SYNOPSIS: Corsica is a beautiful island. The mountains of the interior rise to more than 2,000 metres (6,000 feet). It has been French for 200 years, and produced France's most famous son, Napoleon Bonaparte. The scrub that covers the hillsides -- the maquis -- gave its name to the French resistance movement in the second world war.
But the Corsican people -- about a quarter of a million of them -- say they cannot live on beauty and tradition. They claim that the French central government is neglecting their economic problems.
They have turned militant. The Moor's Head -- symbol of Corsican self-consciousness -- appears in unlikely places. Nationalist movements have left their insignia all over the countryside -- particularly on French government property.
Some groups want the French to leave altogether. The one led by the Sime???nis -- two doctor brothers -- would stay with France if Corsica was given more self government.
Particularly, the militants dislike the French Foreign Legion's base in Corsica, and the French settlers who moved to the island from Algeria. There have been serious clashes with police over the settlers, who have largely taken over Corsica's most profitable asset, its vineyards.
Violence is on the increase. There have been more than a hundred explosions, shootings or burnings already this year. Railways, gas and electricity offices and the television station have been among the targets in the past few years, as well as the property of French mainland residents and settlers from Algeria.

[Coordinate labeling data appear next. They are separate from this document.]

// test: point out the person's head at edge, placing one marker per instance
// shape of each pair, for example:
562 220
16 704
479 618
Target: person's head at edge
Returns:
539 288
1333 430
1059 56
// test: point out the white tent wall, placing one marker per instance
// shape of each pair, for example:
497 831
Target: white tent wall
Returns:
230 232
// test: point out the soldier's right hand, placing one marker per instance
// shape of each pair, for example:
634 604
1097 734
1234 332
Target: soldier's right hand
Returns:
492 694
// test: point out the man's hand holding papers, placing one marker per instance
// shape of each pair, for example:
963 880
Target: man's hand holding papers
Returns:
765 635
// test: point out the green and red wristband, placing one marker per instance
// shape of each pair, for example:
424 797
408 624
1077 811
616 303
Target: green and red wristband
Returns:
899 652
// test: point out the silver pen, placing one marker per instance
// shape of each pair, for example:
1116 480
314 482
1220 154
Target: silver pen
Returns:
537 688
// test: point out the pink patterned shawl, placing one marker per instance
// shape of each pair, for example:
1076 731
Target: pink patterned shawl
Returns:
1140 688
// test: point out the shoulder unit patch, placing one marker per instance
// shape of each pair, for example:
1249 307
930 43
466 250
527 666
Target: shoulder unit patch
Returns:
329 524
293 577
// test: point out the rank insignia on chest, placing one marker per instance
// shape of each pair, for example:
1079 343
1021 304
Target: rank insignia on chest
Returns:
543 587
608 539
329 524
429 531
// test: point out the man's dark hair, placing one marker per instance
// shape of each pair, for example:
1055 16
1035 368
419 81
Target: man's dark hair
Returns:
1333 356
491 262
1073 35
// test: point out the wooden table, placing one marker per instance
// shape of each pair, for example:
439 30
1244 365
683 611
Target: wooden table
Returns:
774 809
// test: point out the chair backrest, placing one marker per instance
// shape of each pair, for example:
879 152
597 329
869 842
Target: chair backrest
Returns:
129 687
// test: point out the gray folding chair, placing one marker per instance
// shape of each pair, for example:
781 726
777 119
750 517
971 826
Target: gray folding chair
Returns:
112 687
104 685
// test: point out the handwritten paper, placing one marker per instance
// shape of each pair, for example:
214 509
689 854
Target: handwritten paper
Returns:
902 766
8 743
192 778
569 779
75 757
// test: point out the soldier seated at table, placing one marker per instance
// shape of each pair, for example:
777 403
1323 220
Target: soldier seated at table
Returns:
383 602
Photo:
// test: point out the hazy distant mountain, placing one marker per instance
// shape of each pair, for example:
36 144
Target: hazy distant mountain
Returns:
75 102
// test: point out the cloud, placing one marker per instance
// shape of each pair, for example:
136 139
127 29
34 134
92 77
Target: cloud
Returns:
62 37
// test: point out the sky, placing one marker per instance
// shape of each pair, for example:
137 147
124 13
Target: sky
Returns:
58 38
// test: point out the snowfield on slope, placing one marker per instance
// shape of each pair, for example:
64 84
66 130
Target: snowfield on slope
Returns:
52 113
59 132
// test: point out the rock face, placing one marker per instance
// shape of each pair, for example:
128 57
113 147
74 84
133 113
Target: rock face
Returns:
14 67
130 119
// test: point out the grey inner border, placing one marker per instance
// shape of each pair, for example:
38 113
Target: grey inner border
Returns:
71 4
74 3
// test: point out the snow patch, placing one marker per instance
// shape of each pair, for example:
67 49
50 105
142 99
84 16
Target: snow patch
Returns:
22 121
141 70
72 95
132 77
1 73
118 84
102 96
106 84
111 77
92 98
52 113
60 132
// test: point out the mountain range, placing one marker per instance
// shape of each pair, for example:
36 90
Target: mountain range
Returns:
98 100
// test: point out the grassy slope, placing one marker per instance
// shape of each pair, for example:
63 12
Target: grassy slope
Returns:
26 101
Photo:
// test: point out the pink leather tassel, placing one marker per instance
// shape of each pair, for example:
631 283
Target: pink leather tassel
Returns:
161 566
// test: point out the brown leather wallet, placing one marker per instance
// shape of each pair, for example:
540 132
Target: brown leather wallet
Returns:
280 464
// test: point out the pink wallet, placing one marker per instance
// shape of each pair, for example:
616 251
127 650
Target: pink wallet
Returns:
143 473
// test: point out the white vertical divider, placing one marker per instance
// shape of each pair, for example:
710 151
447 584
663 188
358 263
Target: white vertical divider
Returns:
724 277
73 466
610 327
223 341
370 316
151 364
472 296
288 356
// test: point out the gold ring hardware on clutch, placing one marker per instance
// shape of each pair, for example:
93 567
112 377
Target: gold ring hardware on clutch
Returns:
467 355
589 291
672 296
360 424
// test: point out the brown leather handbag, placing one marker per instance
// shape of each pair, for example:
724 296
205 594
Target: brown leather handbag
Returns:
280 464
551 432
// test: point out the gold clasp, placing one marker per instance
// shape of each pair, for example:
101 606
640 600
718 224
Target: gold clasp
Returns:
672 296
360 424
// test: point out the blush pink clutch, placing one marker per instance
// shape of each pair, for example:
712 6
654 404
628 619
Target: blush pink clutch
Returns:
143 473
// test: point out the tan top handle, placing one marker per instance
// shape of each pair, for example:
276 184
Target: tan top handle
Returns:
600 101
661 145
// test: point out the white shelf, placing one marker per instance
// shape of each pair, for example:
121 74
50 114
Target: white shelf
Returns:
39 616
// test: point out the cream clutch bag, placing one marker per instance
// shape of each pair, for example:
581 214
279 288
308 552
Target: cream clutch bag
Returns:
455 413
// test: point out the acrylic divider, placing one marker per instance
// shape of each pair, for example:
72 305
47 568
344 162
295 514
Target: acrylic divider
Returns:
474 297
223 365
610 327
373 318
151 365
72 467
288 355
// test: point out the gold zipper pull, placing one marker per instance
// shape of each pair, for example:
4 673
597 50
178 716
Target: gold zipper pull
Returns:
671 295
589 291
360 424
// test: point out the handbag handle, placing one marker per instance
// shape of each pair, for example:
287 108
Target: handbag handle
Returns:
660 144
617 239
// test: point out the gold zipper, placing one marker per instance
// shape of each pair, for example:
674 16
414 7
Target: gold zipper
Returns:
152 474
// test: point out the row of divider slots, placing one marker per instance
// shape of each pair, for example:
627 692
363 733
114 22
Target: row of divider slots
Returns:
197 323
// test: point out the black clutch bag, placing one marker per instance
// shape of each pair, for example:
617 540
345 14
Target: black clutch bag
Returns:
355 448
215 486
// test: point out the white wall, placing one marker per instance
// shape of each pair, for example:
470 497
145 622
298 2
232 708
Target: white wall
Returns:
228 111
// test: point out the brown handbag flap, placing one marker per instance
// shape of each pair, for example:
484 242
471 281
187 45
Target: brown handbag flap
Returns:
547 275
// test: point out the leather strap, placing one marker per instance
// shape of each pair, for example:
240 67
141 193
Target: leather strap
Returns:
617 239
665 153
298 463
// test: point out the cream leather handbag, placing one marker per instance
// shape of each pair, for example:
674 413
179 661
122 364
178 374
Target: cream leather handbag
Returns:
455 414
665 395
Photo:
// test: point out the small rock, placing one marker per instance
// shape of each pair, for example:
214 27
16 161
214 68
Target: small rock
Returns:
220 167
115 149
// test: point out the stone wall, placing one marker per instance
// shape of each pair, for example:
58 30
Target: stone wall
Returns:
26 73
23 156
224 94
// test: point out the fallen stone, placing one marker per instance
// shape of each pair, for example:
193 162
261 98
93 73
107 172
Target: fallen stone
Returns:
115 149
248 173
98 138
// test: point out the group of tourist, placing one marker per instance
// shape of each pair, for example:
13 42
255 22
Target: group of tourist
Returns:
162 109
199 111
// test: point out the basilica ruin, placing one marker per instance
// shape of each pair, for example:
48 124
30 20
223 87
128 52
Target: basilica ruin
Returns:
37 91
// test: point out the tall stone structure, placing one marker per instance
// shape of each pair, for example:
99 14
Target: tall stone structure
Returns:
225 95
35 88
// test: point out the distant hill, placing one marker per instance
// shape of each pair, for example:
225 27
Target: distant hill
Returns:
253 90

With its magnificent scenery and lovely coastline, Corsica is a popular holiday resort, and tourism makes a substantial contribution to its economy. But the Corsicans feel that France could do more to improve communications -- for trade as well as for tourists. They also want better education facilities and more jobs, so that the young people no longer find themselves forced to emigrate to the mainland.
At the airport at Bastia, the autonomists make their points: Corsica, to them, is primarily Corsican, even if -- for the time being at least, in their eyes -- it is also French.